Tarih: 24.01.2011 - 00:00 | Güncelleme:

Cevap

Değerli kardeşimiz,

“Eğer siz Allah'tan hakkıyla korksaydınız, kendisiyle birlikte cehaletin yeri olmayan ilmi elbette ki tahsil ederdiniz. Şayet, siz Allah'ı layıkıyla bilmiş olsaydınız, anlasaydınız, dualarınızla dağlar yerinden oynardı.” (Suyuti, Cami’u’s-Sağir 5:319, Hadis No:7448)

Havf (Allah'tan korkmak) büyük makamlardandır. Fazileti, sebeb ve neticelerine bağlıdır. Sebebi hadiste anlatıldığı gibi ilim ve marifettir. Bunun için Allah Tealâ: “Allah'tan ancak, âlim kulları korkar.” (Fatır, 35/28) bu­yuruyor. Allah'tan hakkıyla korkan insanların duaları da geri çevrilmez.

Resûlullah (asm), “Hikmet ve ilmin ba­şı Allah korkusudur.” (el-Münavi, Feyzu'l-Kadir, 3/574)  buyuruyor. Neticesi ise, iffet, verâ' ve takva­dır. Bunların hepsi de saadetin anahtarıdır. Çünkü şehvet ve arzular terkedilmedikçe ve bu yolda sabredilmedikçe, saadet yolu bulunamaz. Şeh­vet ve arzuları korku gibi hiç bir şey yakıp yok edemez.

İnsan ilim vasıtasıyla Rabbini tanıdıkça, O'na olan sevgisi ve saygısı artmaktadır. Zira bütün kemâl mertebelerinin üzerindeki sonsuz bir kemâl, elbette ki sonsuz bir hürmete lâyıktır. Üstün vakarıyla ve eşsiz şahsiyetiyle erişilmez bir mertebeye sahip bir maneviyat büyüğünün huzurunda nasıl içimizi sevinçle karışık bir ürperti kaplıyorsa, onun sayısız defa üstünde bir kemâlin sahibi olan Cenab-ı Hak katında nasıl bir ruh hali içine gireceğimizi düşünelim.

Allah sonsuz rahmet ve şefkat sahibi olduğu gibi, sonsuz derecede gayret ve izzet sahibidir aynı zamanda. Pekçok Kur’ân âyetinde tekrarlandığı üzere, Allah hem Rahîm’dir, hem Azîz’dir.
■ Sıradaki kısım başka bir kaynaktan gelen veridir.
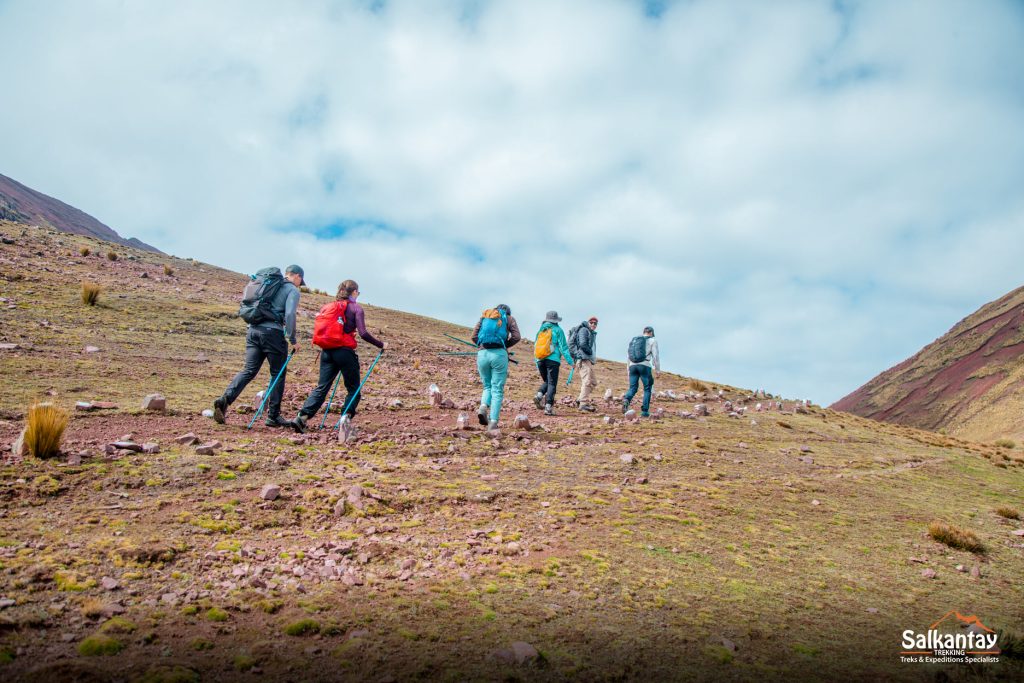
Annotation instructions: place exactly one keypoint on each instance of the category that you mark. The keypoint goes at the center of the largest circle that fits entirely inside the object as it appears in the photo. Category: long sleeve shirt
(355, 321)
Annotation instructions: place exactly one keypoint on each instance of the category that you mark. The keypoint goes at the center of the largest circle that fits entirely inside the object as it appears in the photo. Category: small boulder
(155, 402)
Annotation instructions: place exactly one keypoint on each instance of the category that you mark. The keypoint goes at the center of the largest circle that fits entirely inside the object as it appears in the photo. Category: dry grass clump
(1008, 512)
(954, 537)
(90, 293)
(44, 430)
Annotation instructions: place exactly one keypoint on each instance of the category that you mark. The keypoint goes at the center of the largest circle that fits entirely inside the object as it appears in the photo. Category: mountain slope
(24, 205)
(970, 382)
(778, 545)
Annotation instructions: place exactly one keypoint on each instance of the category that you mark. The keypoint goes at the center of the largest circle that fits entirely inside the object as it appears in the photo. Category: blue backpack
(494, 328)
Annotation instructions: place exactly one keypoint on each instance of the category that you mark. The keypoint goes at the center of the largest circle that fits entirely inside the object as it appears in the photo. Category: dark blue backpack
(638, 349)
(494, 328)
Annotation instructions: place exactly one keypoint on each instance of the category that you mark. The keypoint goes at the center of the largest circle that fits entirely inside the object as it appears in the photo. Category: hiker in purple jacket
(344, 360)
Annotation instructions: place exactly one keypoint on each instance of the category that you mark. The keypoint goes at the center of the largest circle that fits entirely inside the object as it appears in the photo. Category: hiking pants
(334, 360)
(549, 373)
(494, 367)
(268, 344)
(585, 371)
(638, 374)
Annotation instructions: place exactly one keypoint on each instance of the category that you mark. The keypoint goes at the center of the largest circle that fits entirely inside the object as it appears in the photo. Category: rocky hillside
(728, 538)
(23, 205)
(969, 382)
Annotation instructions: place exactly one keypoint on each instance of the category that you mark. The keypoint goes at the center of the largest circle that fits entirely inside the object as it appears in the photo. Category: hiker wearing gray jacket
(644, 365)
(268, 340)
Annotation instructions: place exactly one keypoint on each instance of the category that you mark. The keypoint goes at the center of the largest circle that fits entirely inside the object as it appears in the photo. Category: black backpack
(638, 349)
(257, 298)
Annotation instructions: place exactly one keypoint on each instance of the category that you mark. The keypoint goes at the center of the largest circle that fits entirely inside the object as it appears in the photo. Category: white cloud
(796, 195)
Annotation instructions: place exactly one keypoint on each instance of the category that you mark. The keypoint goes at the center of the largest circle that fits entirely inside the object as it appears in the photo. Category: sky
(797, 196)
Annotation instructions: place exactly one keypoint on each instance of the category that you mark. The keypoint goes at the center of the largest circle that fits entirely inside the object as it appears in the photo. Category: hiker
(550, 349)
(495, 333)
(268, 305)
(644, 365)
(583, 346)
(334, 333)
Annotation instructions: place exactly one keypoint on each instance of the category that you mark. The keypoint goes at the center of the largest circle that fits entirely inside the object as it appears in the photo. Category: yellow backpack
(543, 347)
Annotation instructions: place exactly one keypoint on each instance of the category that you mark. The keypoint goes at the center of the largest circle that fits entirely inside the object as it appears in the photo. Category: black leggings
(549, 373)
(334, 360)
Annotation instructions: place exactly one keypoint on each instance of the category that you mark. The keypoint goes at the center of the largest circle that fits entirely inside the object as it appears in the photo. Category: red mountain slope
(24, 205)
(969, 382)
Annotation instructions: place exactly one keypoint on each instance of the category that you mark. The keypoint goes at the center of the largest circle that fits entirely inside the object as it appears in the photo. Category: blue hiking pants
(494, 367)
(638, 374)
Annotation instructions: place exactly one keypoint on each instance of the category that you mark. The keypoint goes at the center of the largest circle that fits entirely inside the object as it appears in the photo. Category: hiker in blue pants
(644, 365)
(495, 333)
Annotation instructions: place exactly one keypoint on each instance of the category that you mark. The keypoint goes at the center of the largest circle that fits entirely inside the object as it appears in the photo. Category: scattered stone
(155, 401)
(187, 439)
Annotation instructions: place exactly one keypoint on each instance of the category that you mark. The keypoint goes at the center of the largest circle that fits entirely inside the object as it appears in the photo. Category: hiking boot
(278, 421)
(219, 408)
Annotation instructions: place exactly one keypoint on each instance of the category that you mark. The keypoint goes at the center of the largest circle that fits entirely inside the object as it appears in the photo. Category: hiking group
(269, 304)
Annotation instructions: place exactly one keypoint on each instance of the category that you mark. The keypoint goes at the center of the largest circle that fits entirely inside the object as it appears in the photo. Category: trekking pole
(366, 377)
(269, 389)
(328, 409)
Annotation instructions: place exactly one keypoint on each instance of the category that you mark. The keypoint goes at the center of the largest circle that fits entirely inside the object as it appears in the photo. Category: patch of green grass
(99, 645)
(954, 537)
(302, 628)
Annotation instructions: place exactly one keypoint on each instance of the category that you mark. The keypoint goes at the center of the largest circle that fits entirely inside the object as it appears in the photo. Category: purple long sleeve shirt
(355, 321)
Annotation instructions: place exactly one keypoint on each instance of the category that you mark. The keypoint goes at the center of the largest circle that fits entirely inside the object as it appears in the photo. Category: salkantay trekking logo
(976, 643)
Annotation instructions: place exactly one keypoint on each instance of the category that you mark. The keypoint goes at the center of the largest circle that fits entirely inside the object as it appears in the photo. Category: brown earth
(773, 545)
(968, 383)
(24, 205)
Rahîm isminin gereği olarak bütün varlık âlemini sonsuz şefkat ve rahmetiyle kucaklarken, Azîz ismiyle de, kanunlarına isyan edenleri ve bu isyanlarıyla izzetine dokunanları cezalandırmaktadır.

Bu itibarla, Cenab-ı Hakk'ın huzurunda olan bir kul, bir taraftan o sonsuz rahmetin câzibesiyle kendisinden geçmiş, diğer taraftan da gazabının dehşeti karşısında kalbi titrer bir vaziyettedir. Böyle bir insanın Allah’ın emirlerine isyan edip yasaklarını çiğnemesi mümkün müdür?
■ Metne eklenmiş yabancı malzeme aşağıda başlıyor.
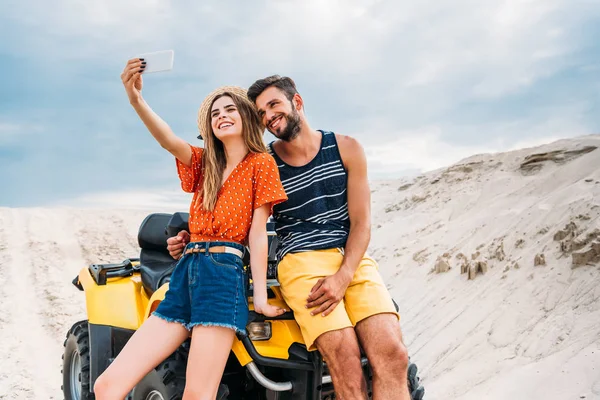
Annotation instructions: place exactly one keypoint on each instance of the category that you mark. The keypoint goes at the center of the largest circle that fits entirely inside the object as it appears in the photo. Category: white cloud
(11, 132)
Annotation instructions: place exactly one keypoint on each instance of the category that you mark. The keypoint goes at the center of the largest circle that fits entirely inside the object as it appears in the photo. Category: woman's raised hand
(132, 79)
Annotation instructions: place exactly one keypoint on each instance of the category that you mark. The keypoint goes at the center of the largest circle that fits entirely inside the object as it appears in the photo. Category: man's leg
(378, 331)
(342, 354)
(332, 335)
(381, 339)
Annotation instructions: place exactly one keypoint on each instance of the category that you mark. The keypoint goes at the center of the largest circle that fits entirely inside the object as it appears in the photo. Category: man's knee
(382, 340)
(390, 356)
(340, 348)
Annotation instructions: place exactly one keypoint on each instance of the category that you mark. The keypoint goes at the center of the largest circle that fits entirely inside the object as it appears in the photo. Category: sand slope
(518, 331)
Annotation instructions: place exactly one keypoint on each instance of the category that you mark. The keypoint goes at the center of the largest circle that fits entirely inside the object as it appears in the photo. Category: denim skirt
(207, 289)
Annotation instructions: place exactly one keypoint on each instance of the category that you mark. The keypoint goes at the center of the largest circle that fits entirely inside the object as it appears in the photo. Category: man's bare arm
(359, 203)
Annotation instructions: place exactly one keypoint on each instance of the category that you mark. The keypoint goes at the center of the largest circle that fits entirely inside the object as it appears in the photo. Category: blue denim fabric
(207, 289)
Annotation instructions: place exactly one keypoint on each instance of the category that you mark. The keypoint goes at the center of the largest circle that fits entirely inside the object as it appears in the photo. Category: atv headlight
(259, 331)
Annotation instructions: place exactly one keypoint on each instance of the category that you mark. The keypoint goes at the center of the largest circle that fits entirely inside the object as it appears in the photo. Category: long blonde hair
(214, 159)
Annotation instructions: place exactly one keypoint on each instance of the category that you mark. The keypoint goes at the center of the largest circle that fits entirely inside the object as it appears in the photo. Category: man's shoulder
(349, 146)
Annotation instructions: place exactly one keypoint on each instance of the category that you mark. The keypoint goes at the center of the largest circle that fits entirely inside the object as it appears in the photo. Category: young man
(337, 295)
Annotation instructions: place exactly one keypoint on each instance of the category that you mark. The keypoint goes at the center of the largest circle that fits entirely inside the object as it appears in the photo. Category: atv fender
(121, 302)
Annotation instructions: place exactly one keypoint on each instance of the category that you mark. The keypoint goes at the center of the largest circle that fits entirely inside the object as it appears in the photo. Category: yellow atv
(268, 362)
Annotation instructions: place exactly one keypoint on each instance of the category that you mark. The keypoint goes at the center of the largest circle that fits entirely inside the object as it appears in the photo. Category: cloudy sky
(420, 84)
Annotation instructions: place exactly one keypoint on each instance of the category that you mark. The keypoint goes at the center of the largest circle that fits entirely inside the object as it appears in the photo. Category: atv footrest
(101, 272)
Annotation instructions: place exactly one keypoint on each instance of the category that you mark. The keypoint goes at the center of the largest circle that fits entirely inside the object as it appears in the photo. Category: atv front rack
(300, 359)
(101, 272)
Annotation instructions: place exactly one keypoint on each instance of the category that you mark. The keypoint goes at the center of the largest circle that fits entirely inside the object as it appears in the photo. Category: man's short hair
(285, 84)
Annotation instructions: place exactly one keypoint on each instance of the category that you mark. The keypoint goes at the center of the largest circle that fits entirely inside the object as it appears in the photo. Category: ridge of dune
(515, 330)
(519, 330)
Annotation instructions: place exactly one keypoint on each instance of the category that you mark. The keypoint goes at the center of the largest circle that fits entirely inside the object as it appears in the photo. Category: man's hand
(176, 244)
(328, 292)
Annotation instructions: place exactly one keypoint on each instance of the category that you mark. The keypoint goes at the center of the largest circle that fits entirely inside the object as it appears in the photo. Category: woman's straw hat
(206, 104)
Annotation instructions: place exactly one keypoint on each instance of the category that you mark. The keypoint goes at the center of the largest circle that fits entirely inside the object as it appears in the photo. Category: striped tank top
(315, 216)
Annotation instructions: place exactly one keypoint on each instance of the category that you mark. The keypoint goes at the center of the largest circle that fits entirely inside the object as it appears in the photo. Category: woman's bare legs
(153, 342)
(206, 361)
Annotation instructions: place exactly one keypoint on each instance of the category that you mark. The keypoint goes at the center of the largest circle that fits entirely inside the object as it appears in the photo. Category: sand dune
(517, 331)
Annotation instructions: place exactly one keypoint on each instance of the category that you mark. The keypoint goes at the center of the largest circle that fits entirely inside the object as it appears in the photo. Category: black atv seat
(156, 265)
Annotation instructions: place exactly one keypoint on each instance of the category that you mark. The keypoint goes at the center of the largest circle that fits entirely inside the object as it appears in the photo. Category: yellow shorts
(366, 295)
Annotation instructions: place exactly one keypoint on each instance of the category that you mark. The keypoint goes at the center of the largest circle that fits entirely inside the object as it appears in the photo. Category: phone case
(158, 61)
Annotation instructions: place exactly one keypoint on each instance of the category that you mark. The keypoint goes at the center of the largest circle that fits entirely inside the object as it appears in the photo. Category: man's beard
(292, 127)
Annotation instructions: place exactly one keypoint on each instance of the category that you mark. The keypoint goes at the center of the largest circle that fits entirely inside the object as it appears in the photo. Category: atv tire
(76, 363)
(417, 392)
(166, 382)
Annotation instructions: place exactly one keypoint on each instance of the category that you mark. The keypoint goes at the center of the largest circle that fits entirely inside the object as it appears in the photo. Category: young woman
(235, 184)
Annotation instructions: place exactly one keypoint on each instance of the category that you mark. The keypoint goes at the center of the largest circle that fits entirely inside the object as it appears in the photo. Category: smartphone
(158, 61)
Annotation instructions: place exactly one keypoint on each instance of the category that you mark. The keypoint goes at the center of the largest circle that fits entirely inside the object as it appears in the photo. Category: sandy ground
(517, 331)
Bu korku da, tıpkı sevgi gibi, insanı Allah’a götürür. Bediüzzaman’ın izah ettiği gibi,

“Halik-ı Zülce-lâlinden havf etmek (korkmak), Onun rahmetinin şefkatine yol bulup iltica etmek demektir. Havf (korku) bir kamçıdır, Onun rahmetinin kucağına atar. Mâlûmdur ki, bir vâlide, meselâ bir yavruyu korkutup sînesine celb ediyor. O korku, o yavruya gayet lezzetlidir. Çünkü şefkat sinesine celb ediyor. Halbuki, bütün vâlidelerin şefkatleri, rahmet-i İlâhiyenin bir lem’asıdır (parıltısıdır.) Demek, havfullahta (Allah korkusunda) bir azîm (büyük) lezzet vardır.” (bk. Sözler, s. 331)
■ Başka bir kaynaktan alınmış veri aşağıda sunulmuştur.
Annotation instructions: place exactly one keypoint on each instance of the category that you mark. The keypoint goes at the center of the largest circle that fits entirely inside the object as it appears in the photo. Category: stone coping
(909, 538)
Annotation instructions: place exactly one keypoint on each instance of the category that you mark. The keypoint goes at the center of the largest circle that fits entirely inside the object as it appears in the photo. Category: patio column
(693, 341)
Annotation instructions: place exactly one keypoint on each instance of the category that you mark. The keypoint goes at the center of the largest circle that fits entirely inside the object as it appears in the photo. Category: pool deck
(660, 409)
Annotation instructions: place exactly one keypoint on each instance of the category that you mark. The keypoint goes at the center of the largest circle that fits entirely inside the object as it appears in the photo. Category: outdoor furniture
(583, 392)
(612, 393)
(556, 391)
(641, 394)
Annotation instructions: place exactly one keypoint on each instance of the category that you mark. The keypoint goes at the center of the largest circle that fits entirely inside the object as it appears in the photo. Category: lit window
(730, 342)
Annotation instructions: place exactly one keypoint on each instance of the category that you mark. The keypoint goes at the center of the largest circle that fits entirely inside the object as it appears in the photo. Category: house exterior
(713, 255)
Hz. Peygamber (a.s.m), ölüm döşeğinde olan bir genci ziyaret etti ve ona “Kendini nasıl buluyorsun?” diye sordu. O da “Ey Allah’ın Resulü! Vallahi, ben Allah’ın rahmetini ümit ediyorum, ama günahlarımdan da korkuyorum.” diye cevap verdi. Bunun üzerine Hz. Peygamber (a.s.m), "Böyle bir konumda olan bir kulun kalbinde bu iki husus birlikte yer almışsa, muhakkak ki Allah, ona ümit ettiği şeyi verir, korktuğu şeyden de emin kılar.” buyurdu.” (Tirmizî, cenaiz, 11; İbn Mace, Zühd, 31).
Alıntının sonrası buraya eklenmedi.